Let's call a candidate of minimum value of triplet as `s`

, and a candidate of second minimum value as `m`

while iterating the given array.

For an array `[1, 2, 3, 4, 5]`

, we can walk through like this:

```
0th: [1, 2, 3, 4, 5]
↑ s
1th: [1, 2, 3, 4, 5]
↑s ↑m
2th: [1, 2, 3, 4, 5]
↑ found a larger value than m, return true.
```

This is straight-forward. We can stop and return `true`

if there is larger value than `m`

. Let's call this as `l`

.

What if there is a smaller value than `m`

before we find the `l`

? Let's see the example below.

```
0th: [2, 9, 4, 1, 6]
↑s
1th: [2, 9, 4, 1, 6]
↑s ↑m
2th: [2, 9, 4, 1, 6]
↑s ↑ 4 is smaller than m=9 😨
```

Yes, this may happen.
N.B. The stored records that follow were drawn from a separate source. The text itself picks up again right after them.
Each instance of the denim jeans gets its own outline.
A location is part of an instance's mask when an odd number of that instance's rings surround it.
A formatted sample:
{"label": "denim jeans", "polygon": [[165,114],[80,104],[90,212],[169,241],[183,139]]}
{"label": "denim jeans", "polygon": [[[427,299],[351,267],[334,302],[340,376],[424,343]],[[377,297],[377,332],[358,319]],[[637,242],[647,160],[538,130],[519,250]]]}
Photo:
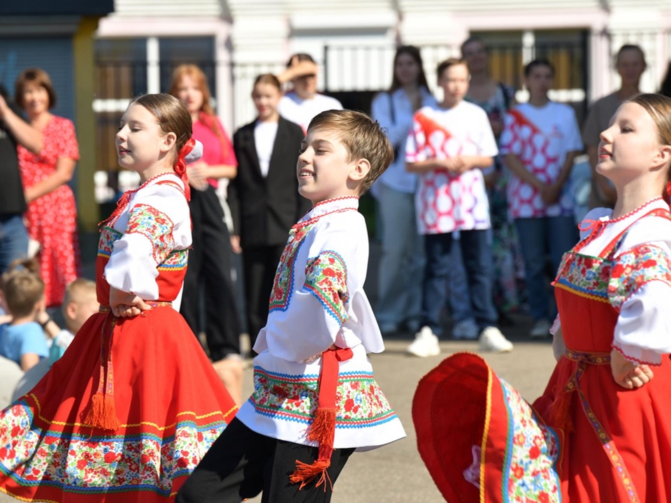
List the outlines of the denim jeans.
{"label": "denim jeans", "polygon": [[0,274],[28,254],[28,232],[20,214],[0,217]]}
{"label": "denim jeans", "polygon": [[[491,229],[461,231],[459,244],[468,279],[470,307],[480,330],[496,326],[498,316],[492,299],[492,258]],[[426,265],[421,300],[422,326],[428,326],[438,336],[442,335],[440,311],[447,298],[447,278],[452,266],[452,234],[424,236]]]}
{"label": "denim jeans", "polygon": [[[546,258],[549,253],[552,274],[556,275],[562,255],[578,241],[578,230],[573,217],[542,217],[515,219],[520,249],[524,260],[524,276],[529,309],[534,320],[551,319],[549,279],[546,275]],[[553,275],[551,279],[554,279]]]}
{"label": "denim jeans", "polygon": [[[453,233],[453,242],[461,242],[461,236]],[[473,313],[470,309],[470,296],[468,293],[468,277],[461,256],[461,246],[453,245],[450,251],[452,265],[447,276],[447,291],[452,320],[455,323],[470,319]]]}
{"label": "denim jeans", "polygon": [[383,330],[417,323],[421,305],[422,236],[417,233],[414,194],[381,185],[377,211],[382,228],[375,316]]}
But as you see, 4 is still larger than `s`

and we can just shift `m`

from `9`

to `4`

, which makes more chance to find valid `l`

.

```
2th: [2, 9, 4, 1, 6]
↑s ↑ m
```

Okay, but then again, what happens if there is smaller number even than `s`

before finding `l`

?

This is very tricky part and honestly I didn't notice until I saw others' solution. Let's proceed to 3rd index.

```
3rd: [2, 9, 4, 1, 6]
↑s ↑m ↑ 1 is smaller than s = 2 😱
```

Surprisingly, we can move `s`

to the newly found smallest number. Why? Because we still capture `m`

, so if there is a larger number than `m`

, we can still know that a triplet exists (`[2, 4, 6]`

), even if we lose the information that `s`

= `2`

.

```
3rd: [2, 9, 4, 1, 6]
↑m ↑s
4th: [2, 9, 4, 1, 6]
↑m ↑s ↑ found larger value than m, return true.
```

Just applying those observation in our code while iterating all elements in the array, we can successfully deliver the result.

```
func increasingTriplet(nums []int) bool {
nlen := len(nums)
if nlen < 3 {
return false
}
smallest, secondSmallest := nums[0], math.MaxInt32
for i := 1; i < nlen; i++ {
switch num := nums[i]; {
case num < smallest:
smallest = num
case num > smallest && num < secondSmallest:
secondSmallest = num
case num > secondSmallest:
return true
}
}
return false
}
```

Actually this way, we may lose the information of triplet itself, so if we're asked to return the triplet, we will be upset in the interview, and it looks actually being asked at some companies like Amazon...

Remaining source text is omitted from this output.